Organokines can act as RA potent regulators of cell proliferation, differentiation, and apoptosis, as well as immune cells’ chemotaxis to RA sites. The abovementioned review may contribute to developing new diagnostic and therapeutic methods of RA.
Oral microbiome changes take place at the initiation of RA. Arleevskaya M et al. [
13] reported that anti-citrullinated peptide antibodies control periodontal bacteria such as oral porpyromonas and aggregatibacter species in patients with RA. In the RA-established cohort,
porpyromonas sp. and
aggregatibacter sp. reductions were associated with elevated ACPA levels. A decrease in oral porpyromonas sp was observed in ACPA-positive individuals, and this predominates in early-RA patients as compared to non-RA individuals, irrespective of their clinically suspected arthralgia score.

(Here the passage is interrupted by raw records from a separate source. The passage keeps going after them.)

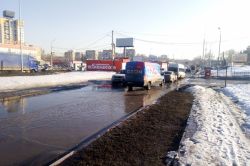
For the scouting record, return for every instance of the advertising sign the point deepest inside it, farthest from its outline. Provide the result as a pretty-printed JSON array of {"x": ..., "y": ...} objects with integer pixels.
[{"x": 124, "y": 42}]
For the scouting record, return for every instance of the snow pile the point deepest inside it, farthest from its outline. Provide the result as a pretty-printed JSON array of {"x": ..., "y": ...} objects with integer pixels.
[
  {"x": 240, "y": 94},
  {"x": 213, "y": 135},
  {"x": 233, "y": 71},
  {"x": 24, "y": 82}
]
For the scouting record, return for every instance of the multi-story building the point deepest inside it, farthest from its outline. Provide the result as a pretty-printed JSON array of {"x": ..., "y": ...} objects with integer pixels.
[
  {"x": 69, "y": 55},
  {"x": 91, "y": 54},
  {"x": 30, "y": 50},
  {"x": 11, "y": 30},
  {"x": 105, "y": 55}
]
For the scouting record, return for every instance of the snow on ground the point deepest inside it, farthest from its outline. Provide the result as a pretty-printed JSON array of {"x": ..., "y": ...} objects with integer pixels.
[
  {"x": 24, "y": 82},
  {"x": 240, "y": 94},
  {"x": 214, "y": 134},
  {"x": 233, "y": 71}
]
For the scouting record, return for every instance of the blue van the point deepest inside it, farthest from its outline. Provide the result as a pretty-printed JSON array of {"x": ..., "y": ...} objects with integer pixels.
[{"x": 143, "y": 74}]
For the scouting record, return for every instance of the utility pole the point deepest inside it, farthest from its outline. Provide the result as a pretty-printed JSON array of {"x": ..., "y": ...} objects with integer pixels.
[
  {"x": 51, "y": 53},
  {"x": 113, "y": 46},
  {"x": 203, "y": 50},
  {"x": 20, "y": 36},
  {"x": 218, "y": 61}
]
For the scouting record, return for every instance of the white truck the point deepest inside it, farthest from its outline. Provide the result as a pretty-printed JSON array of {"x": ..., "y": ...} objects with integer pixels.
[{"x": 179, "y": 69}]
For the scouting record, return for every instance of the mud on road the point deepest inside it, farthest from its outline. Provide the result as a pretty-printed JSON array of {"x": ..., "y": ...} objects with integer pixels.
[{"x": 144, "y": 139}]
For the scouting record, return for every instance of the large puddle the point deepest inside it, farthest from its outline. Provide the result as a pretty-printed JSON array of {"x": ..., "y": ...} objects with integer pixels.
[{"x": 34, "y": 130}]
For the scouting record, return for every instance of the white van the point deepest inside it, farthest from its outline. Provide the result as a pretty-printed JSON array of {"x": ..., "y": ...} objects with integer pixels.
[{"x": 179, "y": 69}]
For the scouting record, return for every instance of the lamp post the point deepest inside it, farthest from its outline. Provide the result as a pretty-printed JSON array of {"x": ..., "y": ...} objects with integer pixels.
[
  {"x": 20, "y": 35},
  {"x": 51, "y": 53},
  {"x": 219, "y": 51}
]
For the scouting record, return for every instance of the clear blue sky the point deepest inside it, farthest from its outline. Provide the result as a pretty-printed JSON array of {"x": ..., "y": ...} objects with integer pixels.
[{"x": 77, "y": 24}]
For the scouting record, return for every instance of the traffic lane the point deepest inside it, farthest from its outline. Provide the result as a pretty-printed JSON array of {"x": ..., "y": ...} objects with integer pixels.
[{"x": 39, "y": 128}]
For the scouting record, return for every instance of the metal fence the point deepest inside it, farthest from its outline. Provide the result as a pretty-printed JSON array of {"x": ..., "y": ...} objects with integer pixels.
[{"x": 241, "y": 74}]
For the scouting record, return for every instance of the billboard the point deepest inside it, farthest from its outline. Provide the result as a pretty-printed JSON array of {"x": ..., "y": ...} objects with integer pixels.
[
  {"x": 124, "y": 42},
  {"x": 8, "y": 14}
]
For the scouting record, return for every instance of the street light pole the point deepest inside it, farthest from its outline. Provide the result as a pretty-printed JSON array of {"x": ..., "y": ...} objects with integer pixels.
[
  {"x": 219, "y": 51},
  {"x": 51, "y": 53},
  {"x": 20, "y": 35}
]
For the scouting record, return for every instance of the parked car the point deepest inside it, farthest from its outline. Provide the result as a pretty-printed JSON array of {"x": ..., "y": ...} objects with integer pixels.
[
  {"x": 119, "y": 78},
  {"x": 170, "y": 76}
]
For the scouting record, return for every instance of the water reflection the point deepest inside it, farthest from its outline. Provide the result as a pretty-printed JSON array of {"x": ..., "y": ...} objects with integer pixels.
[{"x": 11, "y": 106}]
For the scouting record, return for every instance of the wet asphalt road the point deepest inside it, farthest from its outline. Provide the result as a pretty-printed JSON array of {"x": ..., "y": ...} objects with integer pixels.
[{"x": 34, "y": 130}]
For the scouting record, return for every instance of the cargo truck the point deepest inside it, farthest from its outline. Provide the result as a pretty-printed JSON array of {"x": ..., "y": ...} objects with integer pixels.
[
  {"x": 12, "y": 62},
  {"x": 179, "y": 69},
  {"x": 143, "y": 74}
]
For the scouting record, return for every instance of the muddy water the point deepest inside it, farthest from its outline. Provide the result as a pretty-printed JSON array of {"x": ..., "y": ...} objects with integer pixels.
[{"x": 34, "y": 130}]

Oral dysbiosis may help to determine individuals at high risk of developing RA.
RA and periodontitis are suggested to be closely linked based on microbial dysbiosis, although limited subgingival bacteria have been proven in the pathogenesis of RA. Chen YJ et al. [
14] enrolled 30 RA patients and 25 controls divided into three groups: group AM (all of the matched participants), group PD (periodontally diseased) and group PH (periodontally healthy). Aminipila butyric and peptococus simile displayed a positive correlation with the level of anti-citrullinated protein antibodies (ACPAs) in the AM and PD groups. The authors elucidated the important role of aminipila butyric and peptococus simile as periodontal bacteria leading to RA through the induction of ACPA production.